Разворот к нейтральной денежно-кредитной политике именно в марте вызвал недоумение даже у банков, обычно всегда лояльных политике ЦБ. 

«Повышение ставки оказывает негативный эффект на рост в контексте, когда рост ставки становится неожиданностью, — говорит главный экономист Альфа-банка Наталия Орлова. —Если до начала этого года ЦБ планировал сохранять монетарную политику мягкой в 2021 году, то теперь представители ЦБ говорят, что политика в этом году останется мягкой “в среднем”, что является сигналом к ужесточению. На мой взгляд, повышение ставки было бы лучше начать в апреле. Иначе период низкой ставки оказался слишком коротким».

Казалось бы, мягкая денежная политика ЦБ дала явно позитивные результаты, привела к выраженному смягчению кризиса и способствовала наметившемуся выходу из него. Зачем же он повысил ключевую ставку и, более того, недвусмысленно предупредил, что это лишь начало возврата к нейтральной денежной политике, а значит, дальнейшие повышательные движения ставки ЦБ неизбежны уже в ближайшие месяцы?

ЦБ встал в стойку на инфляцию. Постепенно разогреваясь с октября прошлого года, темпы роста потребительских цен в феврале текущего года достигли 5,7%, существенно превысив целевой уровень регулятора. И это если считать по отношению к соответствующему месяцу прошлого года. Более точная производная — темп прироста цен к предыдущему месяцу со снятой сезонностью в годовом выражении — показывает в феврале 8,9% (снова обращаемся к графику 1). 

«Рост цен ускорился, и ключевую ставку так или иначе вскоре нужно было бы поднять, только уже заметно быстрее, — соглашается с доводами регулятора Игорь Сафонов, эксперт института “Центр развития” НИУ ВШЭ. — При этом прогноз темпов прироста цен на ближайшие месяцы дает основания ждать еще как минимум одного повышения ставки на 25 базисных пунктов на апрельском или июньском заседании».

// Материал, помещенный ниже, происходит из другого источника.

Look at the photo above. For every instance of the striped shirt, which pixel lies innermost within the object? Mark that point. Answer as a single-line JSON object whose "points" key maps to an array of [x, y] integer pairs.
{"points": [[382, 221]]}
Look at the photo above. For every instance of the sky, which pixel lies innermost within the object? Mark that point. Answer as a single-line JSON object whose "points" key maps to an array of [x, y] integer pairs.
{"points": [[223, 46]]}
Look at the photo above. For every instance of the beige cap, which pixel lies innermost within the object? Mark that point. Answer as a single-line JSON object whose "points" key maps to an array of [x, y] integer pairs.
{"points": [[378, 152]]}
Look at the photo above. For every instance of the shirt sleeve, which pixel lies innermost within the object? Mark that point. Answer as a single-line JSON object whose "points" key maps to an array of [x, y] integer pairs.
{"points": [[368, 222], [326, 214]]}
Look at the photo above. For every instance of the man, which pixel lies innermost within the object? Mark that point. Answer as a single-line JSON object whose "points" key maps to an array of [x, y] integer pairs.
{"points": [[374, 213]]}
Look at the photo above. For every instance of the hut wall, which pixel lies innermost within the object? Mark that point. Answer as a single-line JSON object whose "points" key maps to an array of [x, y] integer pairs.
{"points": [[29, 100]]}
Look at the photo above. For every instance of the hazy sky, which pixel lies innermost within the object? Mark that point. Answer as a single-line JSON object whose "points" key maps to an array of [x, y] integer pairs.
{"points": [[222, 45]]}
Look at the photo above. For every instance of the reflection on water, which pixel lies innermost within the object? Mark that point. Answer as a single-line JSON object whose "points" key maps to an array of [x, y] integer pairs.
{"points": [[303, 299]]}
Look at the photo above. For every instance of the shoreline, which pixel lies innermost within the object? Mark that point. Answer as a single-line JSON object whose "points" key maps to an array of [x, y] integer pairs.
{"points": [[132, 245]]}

В «Центре развития» считают, что возможности отложить повышение ключевой ставки на два-три месяца у ЦБ не было: текущие инфляционные тенденции довольно сильны, и при полном отсутствии реакции могли бы закрепиться в экономике надолго. 

Но не будем торопиться с выводами. Лучше подробнее остановимся на аргументации ЦБ.

Обосновывая свое решение о подъеме ключевой ставки, Банк России указывает на «устойчивый характер восстановления внутреннего спроса», который «в ряде секторов опережает темпы наращивания выпуска», что провоцирует инфляционное давление. Однако при ближайшем рассмотрении тезис об устойчивом восстановлении спроса не кажется убедительным.

Розничный товарооборот в постоянных ценах по итогам февраля лишь чуть-чуть превысил «предковидный» уровень, тогда как продажи платных услуг все еще существенно отстают от прошлогодних отметок (см. график 9). Продажи новых автомобилей по итогам января–февраля демонстрируют отставание от прошлогодних уровней (см. график 10). Потребительские настроения граждан пока очень неуверенно оправляются от кризисного шока: индекс потребительской уверенности Росстата по итогам четвертого квартала сильно снизился после отскока, который продолжался лишь один квартал (см. график 11).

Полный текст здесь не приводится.